To show the financial effects an APP can have, Gilbert described a PA who is paid $106,000 a year. Using a conservative estimate of $150 of income for every physician visit that’s made available for every post-operative visit that the PA conducts instead, a practice can net an additional $400,000 a year or more, she said. That factors in the extra office visits the PA handles, as well a CME allowance, additional insurance costs for the PA, and other considerations.

Smart Hiring Is Key

Jerry Schreibstein, MD, an otolaryngologist at a Springfield, Mass.-based private practice with 6.5 full-time-equivalent otolaryngologists and between 1.5 and three PAs depending on the current staffing level, said their training includes a variety of techniques.

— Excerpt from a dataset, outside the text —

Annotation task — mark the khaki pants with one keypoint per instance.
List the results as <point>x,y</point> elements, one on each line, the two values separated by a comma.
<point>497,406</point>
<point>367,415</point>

The physicians shadow the PAs, and the PAs use online tools available through the AAO-HNS, observe in the operating room, and observe the speech pathologist and the audiologist, and, along the way, they have to learn the idiosyncrasies of the half-dozen physicians in the practice.

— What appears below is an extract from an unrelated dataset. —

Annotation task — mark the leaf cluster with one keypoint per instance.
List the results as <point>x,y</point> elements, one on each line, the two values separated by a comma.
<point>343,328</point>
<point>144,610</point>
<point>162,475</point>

At Dr. Schreibstein’s practice, there is always a physician on site and all new patients are seen and evaluated by a physician, while the PAs handle common problems such as epistaxis, sinusitis, cerumen, and hearing loss. “If you don’t let them synthesize the information and you solve the problem for them, they will never learn,” he said. “I always challenge them: What are you going to do?”

When it is hiring, the practice has to decide whether to hire a new graduate or someone with experience, while taking into consideration why the APP wants to work in otolaryngology, whether this is a first or second career, and what their expectations are for their schedule. “Hiring an advanced practice provider is like hiring any other employee or physician,” he said. “They’re people, and there are going to be good and bad experiences. The important thing is going to be the interview process and shadowing.”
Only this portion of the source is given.